What is an irrational number relevant to computer science?

Question

For a project we're working on right now, we want to pull a Donald Knuth and have a version number that converged towards some irrational number. However, we don't want to use something boring like pi, e, sqrt(2), etc. Is there an irrational number that is particularly relevant to computer science that we could employ?

Answer 1

how about golden ratio?

Answer 2

0.1123581321345589144233377...

http://www.google.com/search?q=112358

Answer 3

pi and e are also transcendental numbers.

Check out some known transcendental numbers.

Answer 4

The amount of money on Bill Gates bank account divided by the number of bugs in M$'s product? Pretty irrational to me ;) Only it's always shifting ... So you may end up with version numbers that are going backwards ... Or would they ... hmmm ...

The number would get smaller if Bill's bank account would shrink (okay, that happens: He's spending billions on charity) or when the number of bugs goes up.

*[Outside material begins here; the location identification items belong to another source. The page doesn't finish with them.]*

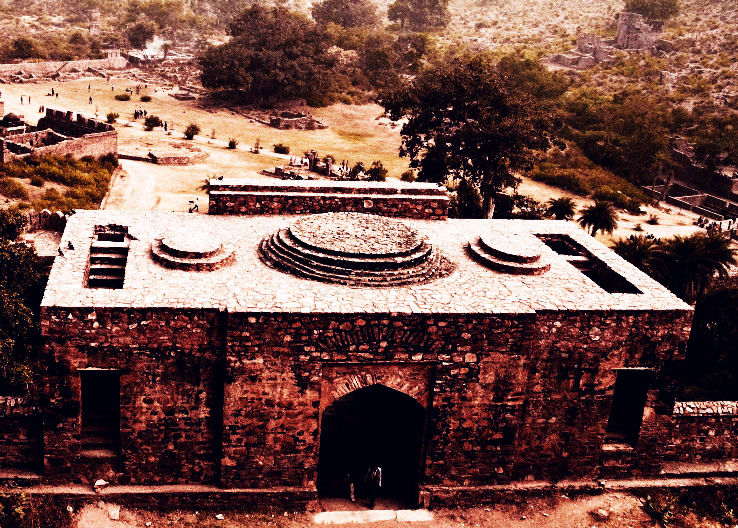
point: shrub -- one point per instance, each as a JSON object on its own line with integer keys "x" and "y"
{"x": 408, "y": 176}
{"x": 13, "y": 189}
{"x": 152, "y": 122}
{"x": 281, "y": 148}
{"x": 191, "y": 131}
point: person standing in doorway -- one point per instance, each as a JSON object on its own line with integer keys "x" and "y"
{"x": 374, "y": 477}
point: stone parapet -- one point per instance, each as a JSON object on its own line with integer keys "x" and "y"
{"x": 274, "y": 197}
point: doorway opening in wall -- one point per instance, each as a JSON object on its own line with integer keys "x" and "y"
{"x": 371, "y": 427}
{"x": 100, "y": 412}
{"x": 629, "y": 399}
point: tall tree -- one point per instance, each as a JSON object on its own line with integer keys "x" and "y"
{"x": 638, "y": 250}
{"x": 600, "y": 216}
{"x": 346, "y": 13}
{"x": 274, "y": 53}
{"x": 419, "y": 15}
{"x": 470, "y": 120}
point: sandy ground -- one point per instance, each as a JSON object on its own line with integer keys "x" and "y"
{"x": 621, "y": 511}
{"x": 355, "y": 133}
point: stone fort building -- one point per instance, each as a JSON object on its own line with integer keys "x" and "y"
{"x": 278, "y": 353}
{"x": 59, "y": 133}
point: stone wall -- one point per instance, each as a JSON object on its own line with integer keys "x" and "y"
{"x": 82, "y": 137}
{"x": 171, "y": 382}
{"x": 20, "y": 434}
{"x": 705, "y": 430}
{"x": 49, "y": 68}
{"x": 236, "y": 399}
{"x": 513, "y": 397}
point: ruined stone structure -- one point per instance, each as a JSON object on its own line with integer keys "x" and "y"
{"x": 636, "y": 32}
{"x": 589, "y": 52}
{"x": 57, "y": 133}
{"x": 248, "y": 196}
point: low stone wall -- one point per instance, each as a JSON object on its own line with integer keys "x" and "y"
{"x": 259, "y": 197}
{"x": 704, "y": 431}
{"x": 20, "y": 433}
{"x": 46, "y": 220}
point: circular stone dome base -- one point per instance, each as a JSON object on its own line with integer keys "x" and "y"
{"x": 354, "y": 249}
{"x": 189, "y": 251}
{"x": 506, "y": 255}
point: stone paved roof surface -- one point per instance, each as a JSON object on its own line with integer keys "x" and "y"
{"x": 248, "y": 285}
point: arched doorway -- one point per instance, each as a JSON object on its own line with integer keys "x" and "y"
{"x": 374, "y": 425}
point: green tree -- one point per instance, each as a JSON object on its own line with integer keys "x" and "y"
{"x": 688, "y": 264}
{"x": 139, "y": 33}
{"x": 346, "y": 13}
{"x": 419, "y": 15}
{"x": 561, "y": 208}
{"x": 470, "y": 120}
{"x": 653, "y": 9}
{"x": 638, "y": 250}
{"x": 274, "y": 54}
{"x": 600, "y": 216}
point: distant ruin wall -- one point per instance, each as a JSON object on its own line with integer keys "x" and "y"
{"x": 46, "y": 69}
{"x": 321, "y": 196}
{"x": 244, "y": 203}
{"x": 704, "y": 431}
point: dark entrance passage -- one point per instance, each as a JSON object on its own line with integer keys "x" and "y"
{"x": 374, "y": 425}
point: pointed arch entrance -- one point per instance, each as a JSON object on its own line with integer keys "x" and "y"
{"x": 372, "y": 425}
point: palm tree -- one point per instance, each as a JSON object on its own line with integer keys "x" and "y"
{"x": 561, "y": 208}
{"x": 600, "y": 216}
{"x": 638, "y": 250}
{"x": 687, "y": 264}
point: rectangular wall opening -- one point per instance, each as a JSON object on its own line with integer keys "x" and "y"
{"x": 590, "y": 266}
{"x": 108, "y": 257}
{"x": 100, "y": 412}
{"x": 628, "y": 402}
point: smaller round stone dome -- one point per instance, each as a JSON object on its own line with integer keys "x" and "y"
{"x": 191, "y": 251}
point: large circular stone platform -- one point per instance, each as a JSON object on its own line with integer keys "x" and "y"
{"x": 191, "y": 251}
{"x": 354, "y": 249}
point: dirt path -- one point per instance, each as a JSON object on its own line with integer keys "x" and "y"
{"x": 610, "y": 510}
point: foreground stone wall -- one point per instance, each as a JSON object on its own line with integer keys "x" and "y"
{"x": 704, "y": 431}
{"x": 20, "y": 434}
{"x": 516, "y": 397}
{"x": 237, "y": 399}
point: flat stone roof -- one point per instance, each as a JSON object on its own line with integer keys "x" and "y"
{"x": 246, "y": 284}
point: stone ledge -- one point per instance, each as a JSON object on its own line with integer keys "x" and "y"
{"x": 702, "y": 408}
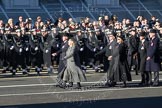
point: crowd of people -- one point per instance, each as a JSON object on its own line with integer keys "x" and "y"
{"x": 114, "y": 46}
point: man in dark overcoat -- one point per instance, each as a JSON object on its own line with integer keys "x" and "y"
{"x": 153, "y": 58}
{"x": 143, "y": 45}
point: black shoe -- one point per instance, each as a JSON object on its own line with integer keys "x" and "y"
{"x": 63, "y": 85}
{"x": 78, "y": 86}
{"x": 25, "y": 73}
{"x": 155, "y": 84}
{"x": 148, "y": 83}
{"x": 70, "y": 84}
{"x": 3, "y": 71}
{"x": 124, "y": 84}
{"x": 141, "y": 83}
{"x": 13, "y": 73}
{"x": 38, "y": 73}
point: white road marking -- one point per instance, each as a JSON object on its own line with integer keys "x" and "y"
{"x": 49, "y": 84}
{"x": 79, "y": 91}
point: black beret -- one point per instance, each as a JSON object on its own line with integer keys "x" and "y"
{"x": 121, "y": 37}
{"x": 152, "y": 31}
{"x": 142, "y": 34}
{"x": 65, "y": 34}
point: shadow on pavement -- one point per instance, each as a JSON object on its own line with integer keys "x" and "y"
{"x": 149, "y": 102}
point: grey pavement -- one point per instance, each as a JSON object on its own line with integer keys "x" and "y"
{"x": 40, "y": 91}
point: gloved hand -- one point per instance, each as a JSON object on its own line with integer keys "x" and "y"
{"x": 12, "y": 47}
{"x": 26, "y": 49}
{"x": 20, "y": 50}
{"x": 36, "y": 48}
{"x": 46, "y": 51}
{"x": 81, "y": 49}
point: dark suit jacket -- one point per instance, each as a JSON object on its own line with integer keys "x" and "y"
{"x": 153, "y": 52}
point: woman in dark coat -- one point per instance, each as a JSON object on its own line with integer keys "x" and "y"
{"x": 72, "y": 73}
{"x": 119, "y": 69}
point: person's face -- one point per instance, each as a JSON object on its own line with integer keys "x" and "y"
{"x": 119, "y": 40}
{"x": 152, "y": 35}
{"x": 64, "y": 38}
{"x": 133, "y": 33}
{"x": 70, "y": 43}
{"x": 141, "y": 37}
{"x": 111, "y": 37}
{"x": 18, "y": 34}
{"x": 20, "y": 19}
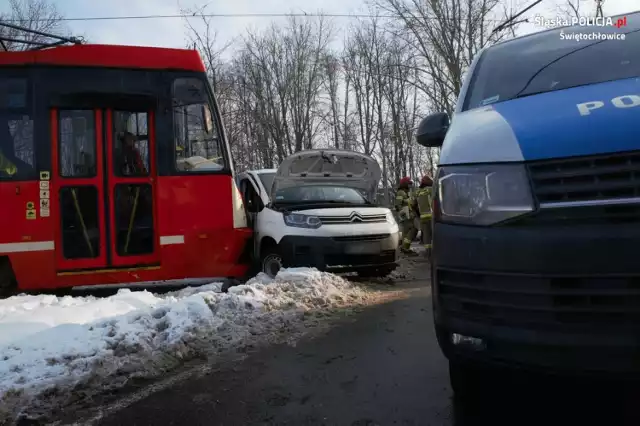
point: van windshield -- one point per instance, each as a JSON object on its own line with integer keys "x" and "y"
{"x": 320, "y": 194}
{"x": 547, "y": 62}
{"x": 267, "y": 180}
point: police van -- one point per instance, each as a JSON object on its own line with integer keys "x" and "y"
{"x": 537, "y": 207}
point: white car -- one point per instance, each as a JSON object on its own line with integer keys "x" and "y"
{"x": 314, "y": 210}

Conclusion: It would be version number that's a) irrational, b) steadily shrinking over a longer period of time and c) funny. Bill's bank account can be found in Forbes list. It's updated every year which should be OK unless you plan for more releases. It's not 100% accurate but we're dealing with such big numbers, it shouldn't matter until you need more than 5 digits of precision.

Now the number of bugs might be somewhat hard to get by. Maybe ask the guy who posted "still 65'000 bugs left in Vista"?

SCNR

Answer 5

π in Base 3: 10.0102110…

Or iⁱ = 0.207879576… or whatever that is in base 3.